People often want to plug in the density of the object submerged $\rho_{object}$ into the formula for gauge pressure within a fluid $P=\rho g h$, but the density in this formula is specifically referring to the density of the fluid $\rho_{fluid}$ causing the pressure.
People often mix up absolute pressure and gauge pressure. Remember that absolute pressure is the gauge pressure plus atmospheric pressure.
Also, there are unfortunately at least 5 different commonly used units for measuring pressure (pascals, atmospheres, millimeters of mercury, etc). In physics the conventional SI unit is the pascal Pa, but pressure is also commonly measured in "atmospheres" which is abbreviated as $\text atm$. The conversion between pascals and atmospheres is, not surprisingly, $1 \text{atm} = 1.01 \times10^5 \text{ Pa}$ since one atmosphere is defined to be the pressure of the Earth's atmosphere.

## What do solved examples involving pressure look like?
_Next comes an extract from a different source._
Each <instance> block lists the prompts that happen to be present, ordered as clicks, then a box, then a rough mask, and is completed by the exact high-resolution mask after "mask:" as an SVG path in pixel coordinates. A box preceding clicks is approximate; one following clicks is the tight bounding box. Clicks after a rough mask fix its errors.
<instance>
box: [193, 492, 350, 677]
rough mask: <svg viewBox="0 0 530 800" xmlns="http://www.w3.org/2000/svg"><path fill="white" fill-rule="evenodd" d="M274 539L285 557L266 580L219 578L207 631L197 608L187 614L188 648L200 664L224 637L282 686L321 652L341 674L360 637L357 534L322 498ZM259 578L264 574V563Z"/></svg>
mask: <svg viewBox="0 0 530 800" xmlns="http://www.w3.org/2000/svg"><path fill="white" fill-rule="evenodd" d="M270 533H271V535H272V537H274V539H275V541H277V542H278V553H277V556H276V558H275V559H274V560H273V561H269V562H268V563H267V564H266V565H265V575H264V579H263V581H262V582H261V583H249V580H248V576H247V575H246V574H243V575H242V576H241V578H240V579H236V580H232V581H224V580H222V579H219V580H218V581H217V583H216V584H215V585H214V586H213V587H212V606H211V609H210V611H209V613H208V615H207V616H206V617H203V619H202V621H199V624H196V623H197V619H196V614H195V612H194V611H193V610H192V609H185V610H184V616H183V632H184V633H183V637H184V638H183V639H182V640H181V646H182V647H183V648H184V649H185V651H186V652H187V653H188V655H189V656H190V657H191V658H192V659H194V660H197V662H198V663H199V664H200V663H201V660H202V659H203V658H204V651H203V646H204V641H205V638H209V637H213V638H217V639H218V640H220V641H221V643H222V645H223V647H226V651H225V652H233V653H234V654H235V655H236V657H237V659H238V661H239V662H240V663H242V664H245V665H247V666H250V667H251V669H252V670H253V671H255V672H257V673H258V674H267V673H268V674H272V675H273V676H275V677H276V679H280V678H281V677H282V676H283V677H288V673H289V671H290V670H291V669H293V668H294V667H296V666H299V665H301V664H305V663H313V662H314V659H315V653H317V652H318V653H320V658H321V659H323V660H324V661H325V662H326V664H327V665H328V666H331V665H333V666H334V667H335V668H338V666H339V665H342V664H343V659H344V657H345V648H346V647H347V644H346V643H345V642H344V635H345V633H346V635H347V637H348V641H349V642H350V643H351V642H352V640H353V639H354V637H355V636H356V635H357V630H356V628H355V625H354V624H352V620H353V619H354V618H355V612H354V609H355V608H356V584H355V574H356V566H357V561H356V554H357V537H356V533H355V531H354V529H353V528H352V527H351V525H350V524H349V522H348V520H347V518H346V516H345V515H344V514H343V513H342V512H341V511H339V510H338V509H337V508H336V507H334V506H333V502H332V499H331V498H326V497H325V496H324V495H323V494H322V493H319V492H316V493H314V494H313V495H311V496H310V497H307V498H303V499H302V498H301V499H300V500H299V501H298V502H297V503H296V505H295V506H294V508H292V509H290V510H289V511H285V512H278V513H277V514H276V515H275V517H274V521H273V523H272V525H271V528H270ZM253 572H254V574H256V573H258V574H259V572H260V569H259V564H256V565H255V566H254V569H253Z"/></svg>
### Example 1: Finding the pressure from the feet of a chair

A $7.20 \text{ kg}$ fuchsia colored four legged chair sits at rest on the floor. Each leg of the chair has a circular foot with a radius of $1.30\text{cm}$. The well engineered design of the chair is such that the weight of the chair is equally distributed on the four feet.
Find the pressure in pascals between the feet of the chair and the floor.
$P=\dfrac{F}{A} \quad \text{(Use definition of pressure. Gauge pressure isn't applicable here since there's no fluid.)}$
$P=\dfrac{mg}{A} \quad \text{(Plug in formula for weight of the chair } W=mg \text{ for the force F)}$
$P=\dfrac{mg}{4\times \pi r^2} \quad \text{(Plug in the total area of the feet of the chair 4\times \pi r^2 for the area A.)}$
$P=\dfrac{(7.20\text{ kg})(9.8\dfrac{\text{m}}{\text{s}^2})}{4\times \pi (0.013\text{ m})^2} \quad \text{(Plug in numbers, making sure to convert from cm to m)}$
$P=\dfrac{70.56 \text{ N}}{0.002124 \text{ m}^2}=33,200 \text{ Pa} \quad \text{(Calculate, celebrate!)}$

### Example 2: Force on a submarine porthole

A curious seahorse is looking into the circular window of a submarine that is sitting at a depth of $63.0 \text{ m}$ underneath the Mediterranean sea. The density of the seawater is $1025\dfrac{\text{kg}}{m^3}$. The window is circular with a radius of $5.60 \text{ cm}$. The seahorse is impressed that the window does not break from the pressure caused by the weight of the seawater.
What is the magnitude of the force exerted on the surface of the circular submarine window from the weight of the water?
$P=\dfrac{F}{A} \quad \text{(Use the definition of pressure to relate pressure to force)}$
$F=PA \quad \text{(Solve the formula symbolically for the force)}$
$F=(\rho gh)A \quad \text{(Plug in the formula for gauge pressure } P_{gauge}=\rho gh \text{ for the pressure P)}$
$F=(1025\dfrac{\text{kg}}{m^3})(9.8\dfrac{m}{s^2})(63.0\text{ m})(\pi \times [0.056 \text{ m}]^2) \quad \text{(Plug in numbers for } \rho, g, h, \text{ and } A)$
Since the window is circular we are going to use the formula for the area of a circle $A=\pi r^2$.
$F=6,230 \text{ N} \quad \text{ (Calculate, and celebrate!)}$
Note: We used the gauge pressure in this problem since the question asked for the force caused from "the weight of the water", whereas the absolute pressure would yield a force caused by the weight of the water and the weight of the air above the water.